15-45 minutes depending on use case complexity

Steps

  1. 1Install skill using provided installation command
  2. 2Test with simple use case relevant to your work
  3. 3Evaluate output quality and relevance
  4. 4Iterate on prompts to improve results
  5. 5Integrate into regular workflow if valuable

Common Pitfalls

  • Expecting perfect results without iteration
  • Not providing enough context in prompts
  • Using skill for tasks outside its intended scope
  • Accepting outputs without review and validation

Best Practices

✓ Do

  • +Start with clear, specific prompts
  • +Provide relevant context and constraints
  • +Review and refine all outputs before using
  • +Iterate to improve output quality
  • +Document successful prompt patterns

✗ Don't

  • Don't use without understanding skill limitations
  • Don't skip validation of outputs
  • Don't share sensitive information in prompts
  • Don't expect skill to replace human judgment

💡 Pro Tips

  • Be specific about desired format and style
  • Ask for multiple options to choose from
  • Request explanations to understand reasoning
  • Combine AI efficiency with human expertise

When to Use This

✓ Use when

Use when skill capabilities match your task, clear ROI on time saved, and you can validate outputs.

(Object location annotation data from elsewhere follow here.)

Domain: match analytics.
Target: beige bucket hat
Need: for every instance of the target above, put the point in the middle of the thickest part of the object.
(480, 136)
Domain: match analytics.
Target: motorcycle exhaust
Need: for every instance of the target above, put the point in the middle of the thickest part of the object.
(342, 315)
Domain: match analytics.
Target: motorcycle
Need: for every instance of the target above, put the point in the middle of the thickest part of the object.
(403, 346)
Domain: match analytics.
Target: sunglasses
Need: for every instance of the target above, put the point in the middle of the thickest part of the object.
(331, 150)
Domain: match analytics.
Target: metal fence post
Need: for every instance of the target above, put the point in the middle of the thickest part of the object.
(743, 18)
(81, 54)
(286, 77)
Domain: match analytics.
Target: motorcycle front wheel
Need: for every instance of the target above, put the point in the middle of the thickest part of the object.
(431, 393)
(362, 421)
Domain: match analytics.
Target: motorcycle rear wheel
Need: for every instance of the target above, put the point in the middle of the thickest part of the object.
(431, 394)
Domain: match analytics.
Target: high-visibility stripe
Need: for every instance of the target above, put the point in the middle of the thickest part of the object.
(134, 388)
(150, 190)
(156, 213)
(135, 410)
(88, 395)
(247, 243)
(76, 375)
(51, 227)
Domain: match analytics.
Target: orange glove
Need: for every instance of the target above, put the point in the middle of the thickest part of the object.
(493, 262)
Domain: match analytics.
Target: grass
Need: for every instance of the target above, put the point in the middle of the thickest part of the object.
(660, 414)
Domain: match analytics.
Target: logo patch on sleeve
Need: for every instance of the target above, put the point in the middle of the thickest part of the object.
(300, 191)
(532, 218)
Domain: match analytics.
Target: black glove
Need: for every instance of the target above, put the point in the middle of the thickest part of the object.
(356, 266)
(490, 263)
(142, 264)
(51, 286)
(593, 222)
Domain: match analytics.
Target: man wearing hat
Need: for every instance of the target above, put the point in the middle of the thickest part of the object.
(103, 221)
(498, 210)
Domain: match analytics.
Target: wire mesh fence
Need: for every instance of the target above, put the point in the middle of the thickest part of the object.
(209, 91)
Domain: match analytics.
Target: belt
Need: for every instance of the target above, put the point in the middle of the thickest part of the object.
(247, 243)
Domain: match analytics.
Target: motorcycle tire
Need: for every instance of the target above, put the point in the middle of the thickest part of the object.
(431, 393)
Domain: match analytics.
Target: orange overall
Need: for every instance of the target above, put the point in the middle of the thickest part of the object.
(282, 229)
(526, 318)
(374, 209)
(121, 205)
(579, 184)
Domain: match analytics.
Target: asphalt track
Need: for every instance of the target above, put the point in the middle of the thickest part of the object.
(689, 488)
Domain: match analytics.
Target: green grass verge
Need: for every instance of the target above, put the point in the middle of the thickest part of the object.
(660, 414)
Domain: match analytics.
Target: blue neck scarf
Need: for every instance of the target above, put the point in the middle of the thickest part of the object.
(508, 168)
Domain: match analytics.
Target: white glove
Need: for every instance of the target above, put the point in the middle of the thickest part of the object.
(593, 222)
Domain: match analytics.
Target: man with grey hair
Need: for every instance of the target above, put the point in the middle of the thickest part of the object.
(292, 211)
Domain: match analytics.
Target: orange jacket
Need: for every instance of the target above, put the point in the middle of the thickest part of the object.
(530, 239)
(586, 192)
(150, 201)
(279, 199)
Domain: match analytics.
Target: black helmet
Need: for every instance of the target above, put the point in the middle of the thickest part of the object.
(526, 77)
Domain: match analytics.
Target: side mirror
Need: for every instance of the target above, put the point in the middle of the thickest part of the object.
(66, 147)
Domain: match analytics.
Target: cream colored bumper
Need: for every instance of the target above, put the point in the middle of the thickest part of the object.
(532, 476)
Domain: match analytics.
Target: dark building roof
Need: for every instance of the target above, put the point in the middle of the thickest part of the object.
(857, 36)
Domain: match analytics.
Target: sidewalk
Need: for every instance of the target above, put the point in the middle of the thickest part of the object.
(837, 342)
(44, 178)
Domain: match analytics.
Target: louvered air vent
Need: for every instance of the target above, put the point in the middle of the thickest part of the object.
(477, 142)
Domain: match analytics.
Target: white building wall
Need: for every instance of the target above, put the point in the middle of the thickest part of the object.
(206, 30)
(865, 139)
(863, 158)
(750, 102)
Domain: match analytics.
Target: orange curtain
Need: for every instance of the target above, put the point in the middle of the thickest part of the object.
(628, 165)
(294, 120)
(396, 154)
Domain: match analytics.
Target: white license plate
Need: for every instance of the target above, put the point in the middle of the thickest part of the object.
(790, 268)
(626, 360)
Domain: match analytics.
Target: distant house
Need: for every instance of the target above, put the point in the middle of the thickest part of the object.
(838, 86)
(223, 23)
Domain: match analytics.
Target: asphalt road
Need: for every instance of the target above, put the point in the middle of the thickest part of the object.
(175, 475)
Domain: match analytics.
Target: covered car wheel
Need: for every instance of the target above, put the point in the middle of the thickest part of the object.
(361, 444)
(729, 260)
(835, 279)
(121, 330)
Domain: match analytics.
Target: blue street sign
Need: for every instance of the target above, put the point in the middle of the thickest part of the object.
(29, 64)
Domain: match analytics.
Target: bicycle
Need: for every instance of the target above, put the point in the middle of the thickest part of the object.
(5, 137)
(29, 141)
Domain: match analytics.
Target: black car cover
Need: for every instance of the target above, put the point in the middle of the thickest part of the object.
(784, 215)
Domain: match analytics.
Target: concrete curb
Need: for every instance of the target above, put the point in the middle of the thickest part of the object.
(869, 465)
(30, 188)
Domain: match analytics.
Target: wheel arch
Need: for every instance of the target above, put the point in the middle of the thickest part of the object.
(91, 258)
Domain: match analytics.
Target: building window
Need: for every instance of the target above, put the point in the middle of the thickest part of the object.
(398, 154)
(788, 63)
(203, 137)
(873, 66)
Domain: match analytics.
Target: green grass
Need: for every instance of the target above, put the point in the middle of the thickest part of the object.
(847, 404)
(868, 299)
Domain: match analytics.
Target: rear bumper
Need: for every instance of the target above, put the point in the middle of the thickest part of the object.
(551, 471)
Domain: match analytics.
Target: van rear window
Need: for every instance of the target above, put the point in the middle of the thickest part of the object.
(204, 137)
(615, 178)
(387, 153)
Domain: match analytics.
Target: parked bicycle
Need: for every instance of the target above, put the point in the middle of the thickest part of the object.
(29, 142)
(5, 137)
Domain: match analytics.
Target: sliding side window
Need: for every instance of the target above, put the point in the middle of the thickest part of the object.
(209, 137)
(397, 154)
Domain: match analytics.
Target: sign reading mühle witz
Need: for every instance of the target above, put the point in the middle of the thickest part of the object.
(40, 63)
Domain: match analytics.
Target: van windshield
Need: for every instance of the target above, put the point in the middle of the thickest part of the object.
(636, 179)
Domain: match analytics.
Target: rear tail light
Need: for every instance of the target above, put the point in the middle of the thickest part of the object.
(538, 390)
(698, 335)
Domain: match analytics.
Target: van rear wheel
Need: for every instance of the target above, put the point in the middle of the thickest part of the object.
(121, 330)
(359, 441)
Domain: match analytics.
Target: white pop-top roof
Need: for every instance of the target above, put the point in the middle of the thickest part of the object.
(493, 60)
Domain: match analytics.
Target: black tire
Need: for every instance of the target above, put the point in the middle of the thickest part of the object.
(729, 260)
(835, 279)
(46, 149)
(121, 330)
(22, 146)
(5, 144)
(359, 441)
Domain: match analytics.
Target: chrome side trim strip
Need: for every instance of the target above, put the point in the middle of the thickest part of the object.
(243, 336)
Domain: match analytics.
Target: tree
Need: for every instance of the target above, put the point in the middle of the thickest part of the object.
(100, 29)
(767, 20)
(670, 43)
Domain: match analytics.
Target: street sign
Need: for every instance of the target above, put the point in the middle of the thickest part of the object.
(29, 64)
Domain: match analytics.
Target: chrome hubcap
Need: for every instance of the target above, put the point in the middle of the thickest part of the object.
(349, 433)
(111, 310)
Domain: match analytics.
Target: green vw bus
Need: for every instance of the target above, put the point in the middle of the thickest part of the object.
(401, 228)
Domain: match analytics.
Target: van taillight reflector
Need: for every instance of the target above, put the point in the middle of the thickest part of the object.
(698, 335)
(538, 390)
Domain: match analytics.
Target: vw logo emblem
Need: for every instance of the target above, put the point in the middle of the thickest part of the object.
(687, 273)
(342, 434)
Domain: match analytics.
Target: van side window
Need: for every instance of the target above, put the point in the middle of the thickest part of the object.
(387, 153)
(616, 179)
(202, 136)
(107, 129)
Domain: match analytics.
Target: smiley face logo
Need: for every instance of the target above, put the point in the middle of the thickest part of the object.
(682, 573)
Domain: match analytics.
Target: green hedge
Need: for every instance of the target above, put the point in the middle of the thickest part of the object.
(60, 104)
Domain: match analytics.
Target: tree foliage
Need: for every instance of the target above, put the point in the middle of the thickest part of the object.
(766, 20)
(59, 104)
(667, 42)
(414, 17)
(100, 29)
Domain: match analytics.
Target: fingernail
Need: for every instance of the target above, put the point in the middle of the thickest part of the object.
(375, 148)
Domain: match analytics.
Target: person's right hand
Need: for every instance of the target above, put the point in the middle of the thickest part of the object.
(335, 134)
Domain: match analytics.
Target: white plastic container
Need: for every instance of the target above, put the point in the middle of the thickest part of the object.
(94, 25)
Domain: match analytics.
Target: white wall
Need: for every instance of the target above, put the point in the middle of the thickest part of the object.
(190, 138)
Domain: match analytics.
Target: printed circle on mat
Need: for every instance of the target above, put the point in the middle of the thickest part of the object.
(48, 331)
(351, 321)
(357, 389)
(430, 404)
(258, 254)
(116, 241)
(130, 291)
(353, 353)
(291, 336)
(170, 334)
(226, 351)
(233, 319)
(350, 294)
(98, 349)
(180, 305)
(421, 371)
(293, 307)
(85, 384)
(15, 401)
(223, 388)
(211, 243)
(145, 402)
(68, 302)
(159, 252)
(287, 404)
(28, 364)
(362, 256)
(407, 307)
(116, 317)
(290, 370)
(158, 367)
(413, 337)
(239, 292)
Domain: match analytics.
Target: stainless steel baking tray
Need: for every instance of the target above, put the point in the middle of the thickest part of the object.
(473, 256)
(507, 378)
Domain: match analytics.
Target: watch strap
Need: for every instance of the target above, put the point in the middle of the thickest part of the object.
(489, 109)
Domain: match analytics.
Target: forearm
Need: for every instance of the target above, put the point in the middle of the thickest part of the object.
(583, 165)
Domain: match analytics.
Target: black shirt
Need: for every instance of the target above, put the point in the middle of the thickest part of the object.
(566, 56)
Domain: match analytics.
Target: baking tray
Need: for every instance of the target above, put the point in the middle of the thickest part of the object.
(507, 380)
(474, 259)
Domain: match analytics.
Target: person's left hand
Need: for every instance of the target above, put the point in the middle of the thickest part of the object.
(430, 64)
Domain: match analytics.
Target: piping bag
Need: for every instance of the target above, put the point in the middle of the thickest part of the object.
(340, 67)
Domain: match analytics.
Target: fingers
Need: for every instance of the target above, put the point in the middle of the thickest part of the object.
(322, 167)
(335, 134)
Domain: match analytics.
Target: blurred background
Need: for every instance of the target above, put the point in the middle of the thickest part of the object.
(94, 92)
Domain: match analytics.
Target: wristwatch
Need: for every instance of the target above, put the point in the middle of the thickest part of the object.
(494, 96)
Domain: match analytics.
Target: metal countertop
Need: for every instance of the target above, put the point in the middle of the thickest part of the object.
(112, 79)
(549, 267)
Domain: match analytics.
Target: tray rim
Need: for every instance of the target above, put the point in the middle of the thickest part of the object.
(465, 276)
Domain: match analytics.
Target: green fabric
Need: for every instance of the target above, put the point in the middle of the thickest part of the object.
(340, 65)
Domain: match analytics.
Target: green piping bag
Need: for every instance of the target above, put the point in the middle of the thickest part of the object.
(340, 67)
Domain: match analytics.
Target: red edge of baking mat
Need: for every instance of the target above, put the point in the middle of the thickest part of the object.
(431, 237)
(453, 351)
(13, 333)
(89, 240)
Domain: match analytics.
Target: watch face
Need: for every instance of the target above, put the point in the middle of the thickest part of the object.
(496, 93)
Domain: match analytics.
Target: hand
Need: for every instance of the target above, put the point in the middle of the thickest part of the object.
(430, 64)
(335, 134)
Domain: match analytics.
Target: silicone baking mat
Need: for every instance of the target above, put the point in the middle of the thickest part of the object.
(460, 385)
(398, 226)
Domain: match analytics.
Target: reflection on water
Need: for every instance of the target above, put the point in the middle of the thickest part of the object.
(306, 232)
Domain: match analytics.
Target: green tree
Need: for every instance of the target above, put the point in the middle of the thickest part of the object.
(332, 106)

Best for repetitive tasks, learning, and quality improvement.

✗ Avoid when

Avoid when task requires deep expertise you can't validate, involves sensitive decisions, or when learning process is more valuable than speed of completion.

Learning Path

  1. 1Familiarize yourself with skill capabilities and limitations
  2. 2Start with low-risk, non-critical tasks
  3. 3Progress to more complex and valuable use cases
  4. 4Build expertise through regular use and experimentation

Related Skills

Reviews

4.551 reviews
  • H
    Hana WhiteDec 28, 2024

    hunting-for-scheduled-task-persistence fits our agent workflows well — practical, well scoped, and easy to wire into existing repos.

  • C
    Camila ChawlaDec 28, 2024

    Keeps context tight: hunting-for-scheduled-task-persistence is the kind of skill you can hand to a new teammate without a long onboarding doc.

  • S
    Shikha MishraDec 24, 2024

    hunting-for-scheduled-task-persistence has been reliable in day-to-day use. Documentation quality is above average for community skills.

  • G
    Ganesh MohaneDec 20, 2024

    I recommend hunting-for-scheduled-task-persistence for anyone iterating fast on agent tooling; clear intent and a small, reviewable surface area.

  • M
    Mateo MenonDec 8, 2024

    We added hunting-for-scheduled-task-persistence from the explainx registry; install was straightforward and the SKILL.md answered most questions upfront.

  • M
    Mateo BansalNov 27, 2024

    hunting-for-scheduled-task-persistence fits our agent workflows well — practical, well scoped, and easy to wire into existing repos.

  • M
    Mateo ChawlaNov 19, 2024

    We added hunting-for-scheduled-task-persistence from the explainx registry; install was straightforward and the SKILL.md answered most questions upfront.

  • S
    Soo SmithNov 15, 2024

    Keeps context tight: hunting-for-scheduled-task-persistence is the kind of skill you can hand to a new teammate without a long onboarding doc.

  • S
    Sakshi PatilNov 11, 2024

    Useful defaults in hunting-for-scheduled-task-persistence — fewer surprises than typical one-off scripts, and it plays nicely with `npx skills` flows.

  • S
    Sofia FloresOct 18, 2024

    Registry listing for hunting-for-scheduled-task-persistence matched our evaluation — installs cleanly and behaves as described in the markdown.